7.7. It is possible for a person to easily block the sharing of Google Analytics information about his activity on the Website - for this purpose, you can install the browser add-on provided by Google Inc. available here: https://tools.google.com/dlpage/gaoptout?hl=en.

 

7.8. The Administrator may use the Facebook Pixel service provided by Facebook Ireland Limited (4 Grand Canal Square, Grand Canal Harbor, Dublin 2, Ireland) on the Website. This service helps the Administrator measure the effectiveness of advertisements and find out what actions visitors of the Website take, as well as display tailored ads to these people. Detailed information about the operation of Facebook Pixel can be found at the following internet address: https://www.facebook.com/business/help/742478679120153?helpref=page_content.

 

7.9. Managing the operation of Facebook Pixel is possible through the settings of ads in your account on Facebook.com: https://www.facebook.com/ads/preferences/?entry_product=ad_settings_screen.

 

8. Change of privacy policy

 

8.1. The current content of the Privacy Policy and cookies of the polynor.pl website from 25/05/2019.

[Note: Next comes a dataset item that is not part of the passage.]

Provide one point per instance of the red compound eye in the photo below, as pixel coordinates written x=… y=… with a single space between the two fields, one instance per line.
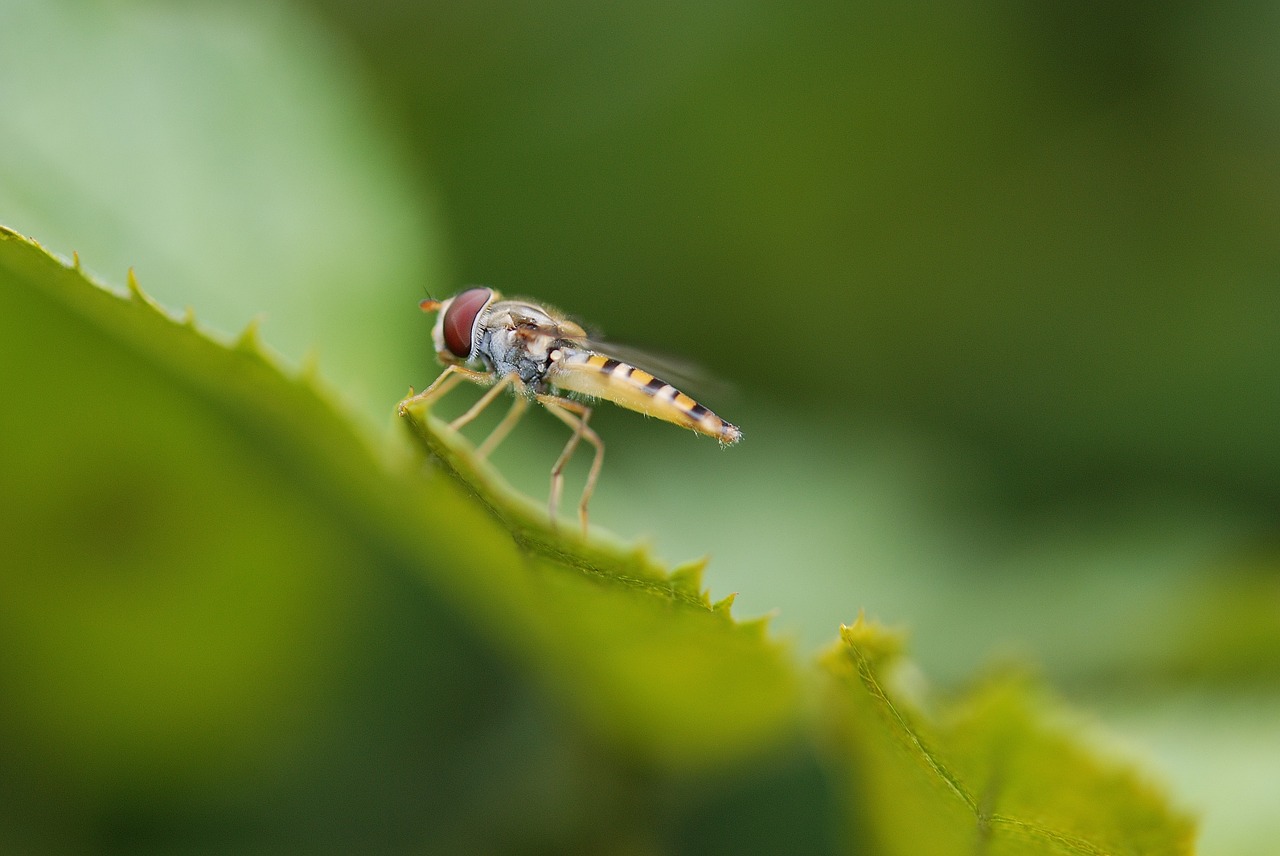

8.2. Polynor.pl reserves the right to change the above Privacy Policy by publishing a new Privacy Policy on this page.

8.3. If you have additional questions about privacy protection, please contact the Administrator.

 

9. Final Provisions

 

9.1. The Website may contain links to other websites. The administrator urges that after switching to other websites, read the privacy policy set out there. This privacy policy applies only to the Administrator's Website.